RUNNING TOUCH: That’s such an interesting point, I’ve never thought about it like that. I mean you’re totally right, and I suppose it’s almost as if so many people see someone else doing that, being wholly themselves like Billie Eilish or somebody, they think maybe it’s to do with marketing or something, then they go the completely opposite direction like a Marshmello or something. Where it doesn’t matter who they are. There’s no market share in the middle.
HAPPY: Don’t be boring, I guess.
RUNNING TOUCH: Don’t be boring.
HAPPY: Do you have a background in design at all?
RUNNING TOUCH: No, it’s all self-taught. I mean I love design, but nothing official, no.
HAPPY: Is there somebody you bounce everything off, or more of an internal curation?
RUNNING TOUCH: Yeah, a bit of both. I have a lot of friends in design, and I mean I did design in high school but that doesn’t count. I work very closely with a guy called Travis Kane, he’s kind of my point of contact so we go back and forth with each other, and between me and him that’s how the design happens. All the first point social stuff like video, posts in general, that’s generally all me though. And Shevin, who’s right behind us.
HAPPY: You’ve just done your first overseas dates. What has taking it overseas taught you about the project?
RUNNING TOUCH: I think it’s just given me a really good sense of urgency about music in general, and it’s made me a lot more ambitious. It really gives you a lens that you cannot replicate here, there are first hand influences that you watch on Youtube or whatever, but you really collect yourself when you go over there. So just the ambition, I guess.
HAPPY: Some pressure?
RUNNING TOUCH: Yes, in a good way though.
HAPPY: Performing to a crowd of strangers overseas, it doesn’t really matter if you’re someone who hides your face.
RUNNING TOUCH: Totally.
HAPPY: Did you enjoy being in that space, on a level playing field?
RUNNING TOUCH: For sure, I think for the first time, well when you go anywhere for the first time, you get to project the self you’ve constructed, you get to make a first impression again which is amazing. I feel like the first time you’re over there you’re kind of the underdog again, you don’t have any expectations, whereas here if you don’t sell out a tour and you’re from Australia, it probably looks industry-wise not fantastic. Whereas over there if you’re an underdog, it doesn’t really matter what you do. Honestly, it’s your first tour and you just do everything in your power to make it good, to make it everything it can be. And there’s nothing beyond that.
HAPPY: Now are these two 2019 singles leading up to an EP or an album? You strike me as someone with a plan.

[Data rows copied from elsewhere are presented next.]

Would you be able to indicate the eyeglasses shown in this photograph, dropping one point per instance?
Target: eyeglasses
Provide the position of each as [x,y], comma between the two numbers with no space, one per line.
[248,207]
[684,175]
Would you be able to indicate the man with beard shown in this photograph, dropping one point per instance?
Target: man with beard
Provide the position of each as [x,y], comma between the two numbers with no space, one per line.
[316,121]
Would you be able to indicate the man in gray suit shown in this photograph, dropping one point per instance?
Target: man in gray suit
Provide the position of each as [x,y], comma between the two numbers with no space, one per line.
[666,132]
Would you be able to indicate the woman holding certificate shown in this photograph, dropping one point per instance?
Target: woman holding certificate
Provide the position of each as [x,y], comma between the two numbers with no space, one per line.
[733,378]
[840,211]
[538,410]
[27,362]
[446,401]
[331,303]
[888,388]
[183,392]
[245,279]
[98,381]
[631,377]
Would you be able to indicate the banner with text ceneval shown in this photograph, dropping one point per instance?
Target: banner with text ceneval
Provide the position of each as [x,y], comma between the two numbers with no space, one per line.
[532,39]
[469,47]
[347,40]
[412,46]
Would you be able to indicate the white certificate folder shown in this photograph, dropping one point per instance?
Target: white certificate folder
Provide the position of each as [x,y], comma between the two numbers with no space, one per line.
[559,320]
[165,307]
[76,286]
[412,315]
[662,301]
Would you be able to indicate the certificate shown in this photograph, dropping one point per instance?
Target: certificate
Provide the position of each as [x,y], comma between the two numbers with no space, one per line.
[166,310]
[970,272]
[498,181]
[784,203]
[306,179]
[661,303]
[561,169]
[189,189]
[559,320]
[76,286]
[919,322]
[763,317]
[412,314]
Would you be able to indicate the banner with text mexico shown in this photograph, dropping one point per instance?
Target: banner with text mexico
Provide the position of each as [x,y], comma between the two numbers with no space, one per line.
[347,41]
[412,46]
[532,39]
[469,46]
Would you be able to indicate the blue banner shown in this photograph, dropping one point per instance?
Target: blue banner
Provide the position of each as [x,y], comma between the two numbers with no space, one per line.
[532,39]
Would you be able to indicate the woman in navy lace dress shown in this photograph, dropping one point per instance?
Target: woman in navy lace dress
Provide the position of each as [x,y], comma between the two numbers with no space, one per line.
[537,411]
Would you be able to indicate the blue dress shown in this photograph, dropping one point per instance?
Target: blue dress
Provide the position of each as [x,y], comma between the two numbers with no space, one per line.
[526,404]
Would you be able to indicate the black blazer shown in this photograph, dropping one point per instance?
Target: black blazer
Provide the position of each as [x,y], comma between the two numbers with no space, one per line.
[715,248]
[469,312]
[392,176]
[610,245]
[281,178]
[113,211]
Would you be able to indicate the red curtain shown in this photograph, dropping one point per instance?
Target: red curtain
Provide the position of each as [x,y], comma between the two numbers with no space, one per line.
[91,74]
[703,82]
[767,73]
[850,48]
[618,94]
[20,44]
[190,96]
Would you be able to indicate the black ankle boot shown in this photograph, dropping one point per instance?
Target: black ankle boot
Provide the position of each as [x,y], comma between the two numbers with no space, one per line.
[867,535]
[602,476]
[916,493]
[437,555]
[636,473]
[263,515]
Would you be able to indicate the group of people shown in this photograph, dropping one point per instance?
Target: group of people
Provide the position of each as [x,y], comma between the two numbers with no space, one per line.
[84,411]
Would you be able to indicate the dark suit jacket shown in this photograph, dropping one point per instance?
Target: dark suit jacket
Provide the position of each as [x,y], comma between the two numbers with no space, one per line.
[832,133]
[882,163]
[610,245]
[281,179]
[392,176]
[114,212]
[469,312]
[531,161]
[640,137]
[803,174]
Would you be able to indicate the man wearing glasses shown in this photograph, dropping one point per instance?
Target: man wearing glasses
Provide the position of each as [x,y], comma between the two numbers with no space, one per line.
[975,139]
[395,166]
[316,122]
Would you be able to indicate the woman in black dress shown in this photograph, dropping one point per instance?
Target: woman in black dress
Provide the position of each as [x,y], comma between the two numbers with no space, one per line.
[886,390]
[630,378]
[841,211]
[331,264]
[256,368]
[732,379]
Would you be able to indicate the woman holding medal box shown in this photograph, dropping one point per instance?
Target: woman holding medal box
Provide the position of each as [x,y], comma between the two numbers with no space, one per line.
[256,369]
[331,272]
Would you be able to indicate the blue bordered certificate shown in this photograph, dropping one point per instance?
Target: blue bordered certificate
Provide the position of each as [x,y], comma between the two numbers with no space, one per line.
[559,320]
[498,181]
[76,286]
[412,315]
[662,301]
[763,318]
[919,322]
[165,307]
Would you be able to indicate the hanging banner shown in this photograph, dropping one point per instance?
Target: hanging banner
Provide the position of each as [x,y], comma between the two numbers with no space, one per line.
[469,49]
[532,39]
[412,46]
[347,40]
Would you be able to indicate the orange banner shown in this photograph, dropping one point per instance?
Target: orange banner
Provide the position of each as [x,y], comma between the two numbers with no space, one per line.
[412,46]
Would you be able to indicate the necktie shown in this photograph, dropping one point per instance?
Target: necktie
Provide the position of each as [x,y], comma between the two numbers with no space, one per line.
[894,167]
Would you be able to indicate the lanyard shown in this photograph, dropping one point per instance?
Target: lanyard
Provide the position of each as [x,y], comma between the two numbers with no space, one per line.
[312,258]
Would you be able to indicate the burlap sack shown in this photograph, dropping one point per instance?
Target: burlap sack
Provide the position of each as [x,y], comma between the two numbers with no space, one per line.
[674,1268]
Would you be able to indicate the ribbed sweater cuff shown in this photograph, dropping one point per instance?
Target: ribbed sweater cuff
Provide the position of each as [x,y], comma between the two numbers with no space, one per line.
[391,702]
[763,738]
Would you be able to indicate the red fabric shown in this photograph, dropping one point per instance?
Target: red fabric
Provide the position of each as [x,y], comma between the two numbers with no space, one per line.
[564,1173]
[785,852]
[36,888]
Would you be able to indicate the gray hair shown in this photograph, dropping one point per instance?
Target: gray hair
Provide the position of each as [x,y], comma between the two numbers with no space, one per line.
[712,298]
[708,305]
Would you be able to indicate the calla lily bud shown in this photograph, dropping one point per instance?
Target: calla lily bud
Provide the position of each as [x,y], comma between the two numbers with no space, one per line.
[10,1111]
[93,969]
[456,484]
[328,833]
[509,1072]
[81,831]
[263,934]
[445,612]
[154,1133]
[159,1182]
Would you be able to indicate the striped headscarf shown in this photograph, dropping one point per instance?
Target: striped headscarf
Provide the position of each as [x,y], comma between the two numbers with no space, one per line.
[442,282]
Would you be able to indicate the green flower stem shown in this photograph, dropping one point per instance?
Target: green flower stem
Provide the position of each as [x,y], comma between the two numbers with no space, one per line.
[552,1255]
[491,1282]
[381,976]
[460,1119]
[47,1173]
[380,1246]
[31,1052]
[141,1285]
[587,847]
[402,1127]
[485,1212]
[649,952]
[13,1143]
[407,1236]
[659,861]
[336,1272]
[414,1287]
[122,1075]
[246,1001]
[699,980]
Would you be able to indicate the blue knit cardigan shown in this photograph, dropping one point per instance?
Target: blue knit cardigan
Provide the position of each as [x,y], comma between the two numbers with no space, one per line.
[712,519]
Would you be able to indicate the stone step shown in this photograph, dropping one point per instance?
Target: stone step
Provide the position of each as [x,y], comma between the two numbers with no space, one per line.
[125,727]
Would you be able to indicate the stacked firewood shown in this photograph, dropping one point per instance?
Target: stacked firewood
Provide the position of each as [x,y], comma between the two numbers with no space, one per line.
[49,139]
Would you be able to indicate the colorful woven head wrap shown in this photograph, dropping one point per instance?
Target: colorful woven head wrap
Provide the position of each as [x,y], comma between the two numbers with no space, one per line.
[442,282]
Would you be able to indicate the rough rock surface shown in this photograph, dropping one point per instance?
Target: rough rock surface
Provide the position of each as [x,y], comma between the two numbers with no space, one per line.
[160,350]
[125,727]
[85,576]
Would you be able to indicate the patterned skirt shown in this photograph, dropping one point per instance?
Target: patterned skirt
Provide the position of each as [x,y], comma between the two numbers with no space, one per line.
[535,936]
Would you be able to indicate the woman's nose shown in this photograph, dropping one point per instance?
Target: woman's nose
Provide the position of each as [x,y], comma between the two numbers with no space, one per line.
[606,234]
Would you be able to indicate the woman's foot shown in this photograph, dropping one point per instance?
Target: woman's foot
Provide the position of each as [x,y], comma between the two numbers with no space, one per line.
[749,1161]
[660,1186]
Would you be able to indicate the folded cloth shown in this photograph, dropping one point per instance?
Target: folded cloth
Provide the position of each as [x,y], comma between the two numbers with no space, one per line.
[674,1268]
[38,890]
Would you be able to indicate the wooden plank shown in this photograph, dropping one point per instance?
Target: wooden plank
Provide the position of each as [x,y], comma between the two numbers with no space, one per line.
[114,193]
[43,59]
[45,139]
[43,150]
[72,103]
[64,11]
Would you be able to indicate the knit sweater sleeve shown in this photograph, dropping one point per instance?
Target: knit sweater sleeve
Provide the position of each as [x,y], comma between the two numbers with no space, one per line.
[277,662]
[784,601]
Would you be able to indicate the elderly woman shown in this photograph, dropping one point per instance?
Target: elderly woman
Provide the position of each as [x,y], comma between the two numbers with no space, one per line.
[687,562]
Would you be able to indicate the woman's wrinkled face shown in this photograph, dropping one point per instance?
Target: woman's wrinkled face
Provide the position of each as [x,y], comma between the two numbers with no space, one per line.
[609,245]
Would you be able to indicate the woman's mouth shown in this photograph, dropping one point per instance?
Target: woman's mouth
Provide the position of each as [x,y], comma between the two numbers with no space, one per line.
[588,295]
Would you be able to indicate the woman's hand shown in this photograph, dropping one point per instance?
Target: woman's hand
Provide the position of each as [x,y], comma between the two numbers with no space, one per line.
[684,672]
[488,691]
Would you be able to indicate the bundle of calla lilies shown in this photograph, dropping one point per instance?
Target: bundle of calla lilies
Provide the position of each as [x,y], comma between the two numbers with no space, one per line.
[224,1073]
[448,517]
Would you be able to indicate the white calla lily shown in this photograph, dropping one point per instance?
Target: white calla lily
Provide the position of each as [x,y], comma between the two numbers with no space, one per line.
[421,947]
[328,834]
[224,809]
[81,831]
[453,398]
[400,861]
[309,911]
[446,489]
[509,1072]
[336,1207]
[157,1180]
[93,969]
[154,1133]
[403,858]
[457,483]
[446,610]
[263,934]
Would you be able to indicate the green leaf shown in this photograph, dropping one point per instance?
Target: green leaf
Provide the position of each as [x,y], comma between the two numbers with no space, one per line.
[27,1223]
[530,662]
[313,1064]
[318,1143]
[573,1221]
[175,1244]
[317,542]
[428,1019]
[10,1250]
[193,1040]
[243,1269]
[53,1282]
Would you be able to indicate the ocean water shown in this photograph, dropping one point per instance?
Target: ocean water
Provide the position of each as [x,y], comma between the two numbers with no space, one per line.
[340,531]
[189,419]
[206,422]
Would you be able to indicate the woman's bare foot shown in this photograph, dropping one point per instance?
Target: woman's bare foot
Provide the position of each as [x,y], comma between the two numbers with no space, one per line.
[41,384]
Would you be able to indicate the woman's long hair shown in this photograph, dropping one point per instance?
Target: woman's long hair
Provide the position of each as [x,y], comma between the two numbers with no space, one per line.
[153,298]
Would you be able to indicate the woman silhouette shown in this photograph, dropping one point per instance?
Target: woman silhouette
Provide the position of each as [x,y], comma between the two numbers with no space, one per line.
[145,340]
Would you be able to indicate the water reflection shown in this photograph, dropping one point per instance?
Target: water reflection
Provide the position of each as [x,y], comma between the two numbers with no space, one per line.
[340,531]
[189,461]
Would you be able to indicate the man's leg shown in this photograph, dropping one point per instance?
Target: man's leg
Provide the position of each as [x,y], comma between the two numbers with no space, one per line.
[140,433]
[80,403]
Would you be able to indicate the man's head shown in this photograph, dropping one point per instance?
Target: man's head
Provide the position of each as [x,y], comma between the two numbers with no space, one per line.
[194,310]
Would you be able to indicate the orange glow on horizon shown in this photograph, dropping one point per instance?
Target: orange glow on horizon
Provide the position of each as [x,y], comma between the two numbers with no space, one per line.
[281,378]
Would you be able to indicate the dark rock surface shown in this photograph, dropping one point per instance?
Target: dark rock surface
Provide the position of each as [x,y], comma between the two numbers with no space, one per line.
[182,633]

RUNNING TOUCH: Yeah, I think we’re gonna run singles for as long as it feels natural to run singles. That was a similar case to what led up to the decision to do an album. And I’m not too sure exactly when the album will happen, but I know that at the moment I’m just shadow riding it.
HAPPY: You seem very tuned in to momentum.
RUNNING TOUCH: Yeah, I guess. I’m really lucky to have the hands-on team I have and to get the advice I get, so that’s a big part of it.
HAPPY: Do you see the Running Touch project working in distinct phases? Or does that play-it-by-ear idea extend through?
RUNNING TOUCH: I think both, and I think that’s a lot of where good decisions come from. Like the anonymity thing before, you want to find that balance. You said there were those two contrasting things, the approachability thing, you want to find that middle ground with everything. You want things to be serendipitous, but you want things to be concise. Then you make those executive decisions so you gotta find somewhere where you’re in the middle, so I think that’s where maybe I’m on one end of the spectrum, then management and everyone else is on the other, and you kind of compromise.